I believe the AUC reported does indeed include the area between 0 and 0.1 even though it is not shown.
I checked this using the gains chart that is also provide in the output. So say Alteryx gives you a gains chart like this:
Decile | Cum_Pct |
0 | g0 |
10 | g1 |
20 | g2 |
30 | g3 |
40 | g4 |
50 | g5 |
60 | g6 |
70 | g7 |
80 | g8 |
90 | g9 |
100 | g10 |
g0-g10 are numbers between 0 and 1.
The x-coordinates of the points in the curve are Decile / 100. The y-coordinates of points in the curve are g0 - g10 (though point (0,g0) is omitted as you pointed out.

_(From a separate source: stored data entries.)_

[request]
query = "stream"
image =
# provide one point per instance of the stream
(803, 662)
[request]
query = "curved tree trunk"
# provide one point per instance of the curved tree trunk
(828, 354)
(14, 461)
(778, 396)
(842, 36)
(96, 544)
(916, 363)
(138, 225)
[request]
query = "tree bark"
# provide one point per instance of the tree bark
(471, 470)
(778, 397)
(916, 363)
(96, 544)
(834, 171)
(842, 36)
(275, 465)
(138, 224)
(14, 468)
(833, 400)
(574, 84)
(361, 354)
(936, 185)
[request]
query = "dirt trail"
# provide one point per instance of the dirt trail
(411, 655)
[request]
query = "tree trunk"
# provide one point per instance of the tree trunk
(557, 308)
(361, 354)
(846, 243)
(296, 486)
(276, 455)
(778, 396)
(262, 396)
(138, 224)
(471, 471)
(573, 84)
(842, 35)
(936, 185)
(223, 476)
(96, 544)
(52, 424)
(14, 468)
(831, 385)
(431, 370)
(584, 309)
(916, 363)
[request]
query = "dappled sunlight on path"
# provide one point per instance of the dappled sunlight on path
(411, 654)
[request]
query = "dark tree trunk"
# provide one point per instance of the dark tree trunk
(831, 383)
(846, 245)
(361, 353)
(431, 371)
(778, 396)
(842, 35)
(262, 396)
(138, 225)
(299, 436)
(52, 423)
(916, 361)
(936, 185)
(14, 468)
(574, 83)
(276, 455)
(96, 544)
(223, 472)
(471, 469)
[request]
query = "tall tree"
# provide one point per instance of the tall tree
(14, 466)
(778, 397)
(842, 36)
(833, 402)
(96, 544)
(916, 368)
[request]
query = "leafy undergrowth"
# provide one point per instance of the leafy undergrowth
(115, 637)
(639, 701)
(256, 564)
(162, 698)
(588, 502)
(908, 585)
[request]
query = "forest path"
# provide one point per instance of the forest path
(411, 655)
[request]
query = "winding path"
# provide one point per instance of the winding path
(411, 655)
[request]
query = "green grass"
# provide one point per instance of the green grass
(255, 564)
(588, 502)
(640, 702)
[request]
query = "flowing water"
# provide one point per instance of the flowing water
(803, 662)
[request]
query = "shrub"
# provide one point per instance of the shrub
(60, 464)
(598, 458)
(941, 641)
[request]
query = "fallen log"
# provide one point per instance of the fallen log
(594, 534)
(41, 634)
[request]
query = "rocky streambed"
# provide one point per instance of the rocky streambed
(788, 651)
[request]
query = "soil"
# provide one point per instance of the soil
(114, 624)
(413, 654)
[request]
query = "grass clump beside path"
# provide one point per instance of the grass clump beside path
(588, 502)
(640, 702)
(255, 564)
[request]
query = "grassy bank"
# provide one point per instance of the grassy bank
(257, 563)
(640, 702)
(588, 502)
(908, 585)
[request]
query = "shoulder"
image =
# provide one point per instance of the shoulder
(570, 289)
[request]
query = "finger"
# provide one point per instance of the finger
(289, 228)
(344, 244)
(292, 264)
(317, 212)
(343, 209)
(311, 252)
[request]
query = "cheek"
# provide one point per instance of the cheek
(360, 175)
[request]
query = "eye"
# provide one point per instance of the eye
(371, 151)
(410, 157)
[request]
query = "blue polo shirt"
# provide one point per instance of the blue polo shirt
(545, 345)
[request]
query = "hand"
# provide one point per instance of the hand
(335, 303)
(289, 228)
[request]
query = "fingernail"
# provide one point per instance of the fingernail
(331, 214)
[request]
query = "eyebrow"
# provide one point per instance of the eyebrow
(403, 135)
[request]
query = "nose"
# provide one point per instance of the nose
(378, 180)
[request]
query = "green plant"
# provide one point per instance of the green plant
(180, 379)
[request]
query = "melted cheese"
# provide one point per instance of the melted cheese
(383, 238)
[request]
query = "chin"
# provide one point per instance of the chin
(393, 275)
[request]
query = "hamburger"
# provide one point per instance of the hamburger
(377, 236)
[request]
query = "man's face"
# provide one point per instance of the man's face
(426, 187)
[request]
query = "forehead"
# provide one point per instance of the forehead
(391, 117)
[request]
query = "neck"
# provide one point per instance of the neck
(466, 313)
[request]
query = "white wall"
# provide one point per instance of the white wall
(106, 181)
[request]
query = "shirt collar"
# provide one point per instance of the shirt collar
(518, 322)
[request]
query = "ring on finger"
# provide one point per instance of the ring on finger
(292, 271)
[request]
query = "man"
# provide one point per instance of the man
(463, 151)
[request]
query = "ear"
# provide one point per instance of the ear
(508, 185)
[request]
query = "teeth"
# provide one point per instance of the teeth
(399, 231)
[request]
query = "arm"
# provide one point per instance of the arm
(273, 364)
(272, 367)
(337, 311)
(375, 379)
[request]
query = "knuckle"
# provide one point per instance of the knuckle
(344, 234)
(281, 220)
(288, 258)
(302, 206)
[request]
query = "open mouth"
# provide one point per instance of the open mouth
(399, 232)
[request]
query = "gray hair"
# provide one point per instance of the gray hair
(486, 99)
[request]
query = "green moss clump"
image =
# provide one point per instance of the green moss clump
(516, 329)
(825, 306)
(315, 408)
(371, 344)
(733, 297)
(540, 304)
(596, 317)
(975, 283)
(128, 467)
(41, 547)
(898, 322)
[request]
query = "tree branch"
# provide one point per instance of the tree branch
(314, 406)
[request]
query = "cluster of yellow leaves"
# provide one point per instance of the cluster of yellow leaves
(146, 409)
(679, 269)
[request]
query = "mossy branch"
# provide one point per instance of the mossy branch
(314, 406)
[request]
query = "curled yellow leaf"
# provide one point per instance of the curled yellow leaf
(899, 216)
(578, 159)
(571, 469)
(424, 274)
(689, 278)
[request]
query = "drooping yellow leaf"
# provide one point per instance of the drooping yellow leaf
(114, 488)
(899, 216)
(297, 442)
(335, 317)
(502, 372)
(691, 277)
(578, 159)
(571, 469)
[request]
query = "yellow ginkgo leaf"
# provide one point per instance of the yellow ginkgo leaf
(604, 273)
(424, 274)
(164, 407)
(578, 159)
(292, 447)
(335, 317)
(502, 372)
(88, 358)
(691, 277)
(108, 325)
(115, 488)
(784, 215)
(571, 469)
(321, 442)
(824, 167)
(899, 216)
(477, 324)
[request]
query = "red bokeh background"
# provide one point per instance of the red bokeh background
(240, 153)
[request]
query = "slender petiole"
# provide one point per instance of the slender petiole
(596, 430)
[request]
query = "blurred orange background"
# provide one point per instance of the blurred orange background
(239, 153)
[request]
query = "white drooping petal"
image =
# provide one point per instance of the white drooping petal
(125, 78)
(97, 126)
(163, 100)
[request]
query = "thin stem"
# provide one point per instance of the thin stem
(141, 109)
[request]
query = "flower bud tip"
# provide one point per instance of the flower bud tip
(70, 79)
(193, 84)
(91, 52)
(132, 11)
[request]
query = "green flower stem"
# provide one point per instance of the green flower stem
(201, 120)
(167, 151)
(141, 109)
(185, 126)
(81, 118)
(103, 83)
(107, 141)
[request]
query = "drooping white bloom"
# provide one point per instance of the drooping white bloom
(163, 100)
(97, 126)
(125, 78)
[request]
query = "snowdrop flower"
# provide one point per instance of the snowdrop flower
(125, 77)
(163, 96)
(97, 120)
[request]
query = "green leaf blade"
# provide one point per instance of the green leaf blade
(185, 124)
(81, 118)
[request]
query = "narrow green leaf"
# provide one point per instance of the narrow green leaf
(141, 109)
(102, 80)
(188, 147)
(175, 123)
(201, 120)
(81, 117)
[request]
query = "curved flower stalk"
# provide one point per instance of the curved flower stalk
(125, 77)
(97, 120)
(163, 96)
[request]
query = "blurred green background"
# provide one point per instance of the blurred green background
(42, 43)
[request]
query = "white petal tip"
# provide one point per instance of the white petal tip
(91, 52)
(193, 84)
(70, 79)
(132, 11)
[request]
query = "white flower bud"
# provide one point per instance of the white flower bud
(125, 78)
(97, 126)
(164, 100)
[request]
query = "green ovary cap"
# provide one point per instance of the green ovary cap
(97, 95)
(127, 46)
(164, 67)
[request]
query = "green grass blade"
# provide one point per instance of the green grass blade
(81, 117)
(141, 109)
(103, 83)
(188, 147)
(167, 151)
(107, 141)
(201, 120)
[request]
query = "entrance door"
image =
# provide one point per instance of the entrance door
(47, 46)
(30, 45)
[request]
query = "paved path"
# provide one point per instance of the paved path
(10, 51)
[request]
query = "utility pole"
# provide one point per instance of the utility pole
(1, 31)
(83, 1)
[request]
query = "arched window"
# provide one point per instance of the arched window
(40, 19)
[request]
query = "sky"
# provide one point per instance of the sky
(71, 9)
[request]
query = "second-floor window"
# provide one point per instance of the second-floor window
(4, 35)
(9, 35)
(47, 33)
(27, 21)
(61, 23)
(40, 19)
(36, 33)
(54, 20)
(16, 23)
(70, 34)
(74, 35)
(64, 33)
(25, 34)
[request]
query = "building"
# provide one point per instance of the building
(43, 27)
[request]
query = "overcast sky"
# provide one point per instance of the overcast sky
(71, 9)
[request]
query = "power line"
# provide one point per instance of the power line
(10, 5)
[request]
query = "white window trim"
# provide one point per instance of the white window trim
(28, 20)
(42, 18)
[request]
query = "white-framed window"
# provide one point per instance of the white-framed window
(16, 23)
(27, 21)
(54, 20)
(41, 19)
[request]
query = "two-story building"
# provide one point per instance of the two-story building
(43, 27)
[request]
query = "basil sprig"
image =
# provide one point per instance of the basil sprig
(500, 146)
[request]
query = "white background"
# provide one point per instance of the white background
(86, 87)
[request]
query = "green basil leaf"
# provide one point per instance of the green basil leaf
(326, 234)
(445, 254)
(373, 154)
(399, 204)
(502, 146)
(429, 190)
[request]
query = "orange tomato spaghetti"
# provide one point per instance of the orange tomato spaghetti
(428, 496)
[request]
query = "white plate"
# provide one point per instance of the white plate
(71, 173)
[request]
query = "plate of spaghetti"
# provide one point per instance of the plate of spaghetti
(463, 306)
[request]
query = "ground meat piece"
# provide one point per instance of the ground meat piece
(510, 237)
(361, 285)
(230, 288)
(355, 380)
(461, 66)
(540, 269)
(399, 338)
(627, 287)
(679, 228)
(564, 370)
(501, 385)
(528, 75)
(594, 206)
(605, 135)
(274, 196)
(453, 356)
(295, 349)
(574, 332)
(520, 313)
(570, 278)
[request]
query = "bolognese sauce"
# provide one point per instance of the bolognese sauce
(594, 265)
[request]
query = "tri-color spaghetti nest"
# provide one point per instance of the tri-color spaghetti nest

Using the trapezoidal rule, the AUC including the area that's 'falling off the picture' is like this:
AUC ~= sum(i= 1 to i=10) {((Decile[i] - Decile[i-1])/100)*(g[i] + g[i-1])/2}
It may look a little funky, but this calculation is easy to do in Excel. Doing that in my own example, I can match the AUC Alteryx is outputting to 3 decimal places. So I think it's the case that they're including the 'falling of the chart' area. Why they didn't start the chart at 0 for the picture, I don't know. I speculate that the incremental option would logically start at 0.1 and they decided to start both versions of the chart at the same place.
Best,
Jose
Oh noticed one other thing. You mentioned ROC in your question and this is not an ROC curve. The AUC reported by the Lift tool is the AUC under the Gains curve. I think there are other Alteryx tools that calculate AUC for the ROC curve but I haven't used them.